The pressure on places means there are now 77 primary schools with more than 800 pupils, up from 58 last year.
The number of infant classes unlawfully above the limit of 30 pupils has more than doubled since last year to 549.
The figures are from the Department for Education's annual census.
This snapshot of schools in January 2014 shows a rising school population that is increasingly ethnically diverse and in which almost one in five primary pupils speaks English as a second language.
There are 8.3 million pupils enrolled in England's schools - up by 1% since January 2013, driven by an increase in numbers of primary age children.
This is the fifth successive year of rising primary school numbers, after a previous long downward trend.
But the census shows that there are currently fewer primary schools than when the numbers began to rise in 2009-2010.
There are signs of the pressures being placed on the system.
The number of primary schools with more than 800 pupils has risen by a third - and this trend is likely to continue, with many schools adding extra classes in response to rising demand.
Although only a small proportion of the total, the number of infant classes "unlawfully" exceeding limits on class sizes has risen in a year from 0.4% to 0.9%.
But a much larger proportion are over this 30-pupil limit in a way deemed as lawful, because these extra pupils are in categories that are exempt from the limits.
There are 4.2% of infant classes over the maximum limit, up from 3.7% last year, with reasons such as admitting pupils who have moved into the area outside of the usual admissions round.
Ethnic minority pupils accounted for 60% of the increase in the number of pupils in primary schools, says the census.
Almost 30% of pupils in primary schools are now from ethnic minorities - up by 1% since last year.
But there are very wide regional variations.
In the 14 central London boroughs, more than 80% of pupils in primary schools are from ethnic minorities. In north-east England the figure is about 10%.
There are more than a million children who have a first language other than English.
In primary school, this is 18.7% of pupils, up by 0.6% since last year. In secondary school, the proportion without English as a first language has risen by 0.7% to 14.3%.
In inner London, 56% of pupils do not have English as a first language. In the North East the figure is 6%.
Labour's shadow education secretary Tristram Hunt says the government had failed to deliver "small schools with smaller class sizes".

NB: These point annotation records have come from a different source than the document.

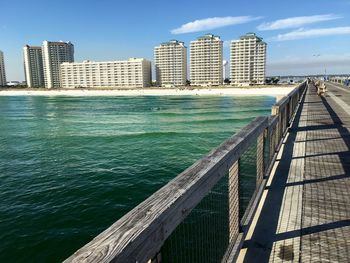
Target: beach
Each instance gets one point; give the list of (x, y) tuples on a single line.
[(215, 91)]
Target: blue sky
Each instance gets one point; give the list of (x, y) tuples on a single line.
[(303, 36)]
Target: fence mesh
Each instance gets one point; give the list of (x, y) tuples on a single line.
[(204, 235)]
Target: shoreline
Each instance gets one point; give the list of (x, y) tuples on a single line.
[(248, 91)]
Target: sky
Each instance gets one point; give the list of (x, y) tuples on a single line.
[(303, 36)]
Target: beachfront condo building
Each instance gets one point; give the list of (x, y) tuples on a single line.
[(33, 66), (248, 60), (170, 59), (54, 54), (131, 73), (2, 70), (206, 61)]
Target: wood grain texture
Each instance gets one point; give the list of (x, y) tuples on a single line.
[(140, 234)]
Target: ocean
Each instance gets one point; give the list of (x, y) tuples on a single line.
[(72, 166)]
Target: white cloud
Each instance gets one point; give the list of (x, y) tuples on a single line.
[(294, 22), (211, 23), (312, 33)]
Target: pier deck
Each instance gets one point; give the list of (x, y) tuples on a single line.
[(304, 213)]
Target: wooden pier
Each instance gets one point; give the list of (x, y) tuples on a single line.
[(277, 191), (304, 215)]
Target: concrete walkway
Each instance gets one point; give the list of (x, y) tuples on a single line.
[(304, 214)]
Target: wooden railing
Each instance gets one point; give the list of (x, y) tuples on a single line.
[(141, 234)]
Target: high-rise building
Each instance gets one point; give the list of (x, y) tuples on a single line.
[(248, 60), (134, 73), (206, 61), (33, 66), (2, 70), (54, 54), (170, 60)]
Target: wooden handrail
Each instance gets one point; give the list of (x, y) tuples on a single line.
[(139, 235)]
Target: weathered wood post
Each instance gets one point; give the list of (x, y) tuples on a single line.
[(260, 159)]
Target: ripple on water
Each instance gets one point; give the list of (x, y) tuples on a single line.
[(70, 167)]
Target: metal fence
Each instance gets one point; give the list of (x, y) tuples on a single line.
[(203, 214)]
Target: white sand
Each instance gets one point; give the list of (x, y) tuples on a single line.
[(266, 91)]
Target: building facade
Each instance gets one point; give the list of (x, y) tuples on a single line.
[(54, 54), (170, 61), (2, 70), (206, 61), (248, 60), (134, 73), (33, 66)]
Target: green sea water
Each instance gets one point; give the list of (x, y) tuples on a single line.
[(72, 166)]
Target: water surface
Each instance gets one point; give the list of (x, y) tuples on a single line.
[(71, 166)]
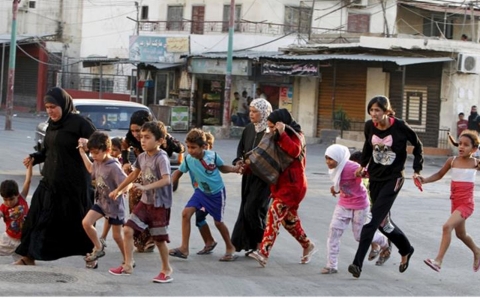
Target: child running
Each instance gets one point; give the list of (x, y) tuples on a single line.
[(108, 174), (205, 167), (13, 210), (464, 169), (376, 250), (201, 214), (116, 152), (353, 204), (153, 210)]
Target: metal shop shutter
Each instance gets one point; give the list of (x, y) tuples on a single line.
[(350, 91), (26, 79)]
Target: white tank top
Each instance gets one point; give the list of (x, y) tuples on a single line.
[(463, 174)]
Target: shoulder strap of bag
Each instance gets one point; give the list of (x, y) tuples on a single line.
[(302, 140)]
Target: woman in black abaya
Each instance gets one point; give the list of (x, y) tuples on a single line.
[(248, 230), (53, 227)]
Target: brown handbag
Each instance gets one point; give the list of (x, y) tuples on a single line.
[(268, 160)]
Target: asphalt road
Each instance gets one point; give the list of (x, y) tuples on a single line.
[(419, 214)]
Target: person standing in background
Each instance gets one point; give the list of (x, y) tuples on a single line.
[(242, 110), (234, 109), (260, 94), (474, 119), (462, 124)]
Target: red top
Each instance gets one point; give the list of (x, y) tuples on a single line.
[(292, 183), (14, 217)]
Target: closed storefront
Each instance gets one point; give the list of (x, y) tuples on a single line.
[(416, 99), (342, 88)]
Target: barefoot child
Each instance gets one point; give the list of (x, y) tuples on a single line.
[(116, 152), (108, 174), (201, 214), (13, 210), (205, 166), (463, 171), (153, 210), (353, 204)]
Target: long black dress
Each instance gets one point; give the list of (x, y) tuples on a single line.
[(251, 220), (53, 227)]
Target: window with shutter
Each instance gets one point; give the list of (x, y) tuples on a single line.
[(144, 13), (358, 23), (175, 18), (297, 19)]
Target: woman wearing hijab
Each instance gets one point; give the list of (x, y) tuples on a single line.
[(250, 225), (353, 204), (289, 190), (132, 148), (53, 228)]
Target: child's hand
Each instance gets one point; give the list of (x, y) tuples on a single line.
[(113, 195), (333, 192), (418, 180), (238, 169), (28, 161), (359, 172), (139, 187), (82, 143)]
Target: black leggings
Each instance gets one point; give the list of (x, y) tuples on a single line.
[(382, 194)]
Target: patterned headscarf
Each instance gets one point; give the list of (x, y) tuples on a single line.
[(265, 109)]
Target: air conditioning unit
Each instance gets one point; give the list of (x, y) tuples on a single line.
[(358, 3), (468, 63)]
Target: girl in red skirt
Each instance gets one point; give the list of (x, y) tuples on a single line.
[(463, 171)]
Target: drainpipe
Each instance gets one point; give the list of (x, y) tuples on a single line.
[(11, 67), (228, 74)]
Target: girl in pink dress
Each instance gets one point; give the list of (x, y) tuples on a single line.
[(464, 169), (353, 205)]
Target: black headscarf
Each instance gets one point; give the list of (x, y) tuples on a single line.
[(284, 116), (139, 118), (61, 98)]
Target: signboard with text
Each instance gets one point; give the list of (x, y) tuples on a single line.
[(290, 69), (219, 66), (157, 48)]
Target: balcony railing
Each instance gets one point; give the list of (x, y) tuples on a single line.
[(207, 27)]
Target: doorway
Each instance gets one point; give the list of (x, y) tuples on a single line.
[(198, 17)]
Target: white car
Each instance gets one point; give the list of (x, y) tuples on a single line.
[(112, 116)]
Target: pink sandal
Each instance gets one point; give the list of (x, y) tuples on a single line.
[(433, 264)]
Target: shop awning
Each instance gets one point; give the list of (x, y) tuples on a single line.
[(164, 65), (367, 57), (5, 38), (399, 60), (445, 7)]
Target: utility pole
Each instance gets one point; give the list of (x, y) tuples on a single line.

Mr Hunt accused the government of creating a "crisis in school places" in which "thousands more children are being crammed into overcrowded classes, threatening school standards".
A Department for Education spokesman said: "The average infant class size is up only marginally, from 27.3 to 27.4. However, we recognise the significant pressure on school places as a result of demographic trends over the last decade.
"That is why we are giving local authorities £5bn to spend on new school places over this parliament — double the amount allocated by the previous government over an equivalent period.
"This funding has already led to the creation of 260,000 new school places, all of which are in areas where there is a shortage of places, and many more new places are planned."